President Cyril Ramaphosa has promised that the National Treasury is finalising a sustainable solution to Eskom’s debt. Finance minister Enoch Godongwana is expected to deal with this during his medium-term budget policy statement in parliament on October 26.  

The government will doubtless seek more investment from the private sector in this regard. Yet Deputy President David Mabuza has made it abundantly clear that the privatisation of Eskom is not on the cards. What can be expected while D-Day is looming for Eskom’s debt? There is an obvious scenario unfolding. It all has to do with pension funds.

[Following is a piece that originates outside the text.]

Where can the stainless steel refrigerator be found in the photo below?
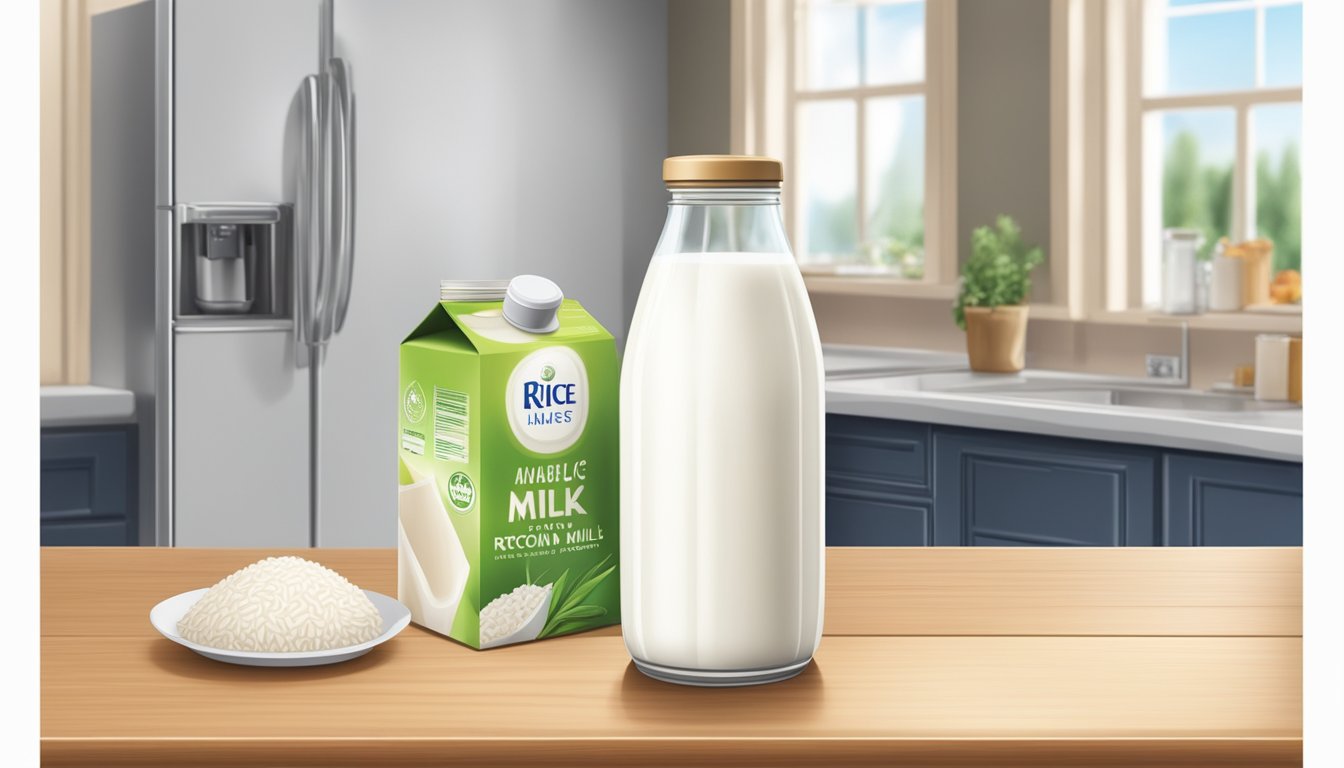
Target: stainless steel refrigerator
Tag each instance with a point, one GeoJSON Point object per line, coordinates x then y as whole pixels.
{"type": "Point", "coordinates": [319, 166]}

The state as employer is essentially in control of the state-run Public Investment Corporation (PIC). The PIC acts as investment broker for the Government Employees Pension Fund (GEPF), the Unemployment Insurance Fund and the Compensation Fund. The PIC has about R2.3-trillion in assets under management, which it invests on behalf of public servants alone.

About 95% of the PIC investment portfolio is invested in shares that trade on the JSE, bonds, money market accounts and listed properties. But CEO Makano Mosidi has already told a parliamentary oversight committee that the PIC’s biggest focus in the next five years is to lift the percentage invested in unlisted companies from 5% to 25%. This while in 2021 43.4% of investments in unlisted companies underperformed and heavy losses were recorded.

The strategic objectives for investments in unlisted companies are heavily sociopolitical, their aim among other things being to “pioneer the development of quality infrastructure coupled with excellent services for previously neglected markets such as townships and rural areas.”  

The planning of the PIC fits the government like a glove. Eskom is already marketed as irreplaceable infrastructure that must be preserved at all costs. With what money? Pension money of course. And a lot of it.

So the government will use the PIC as a hand horse to get its faltering social policy back on track and settle the Eskom debt. Pensioners — and taxpayers — should prepare themselves for a new wave of ingenious state capture.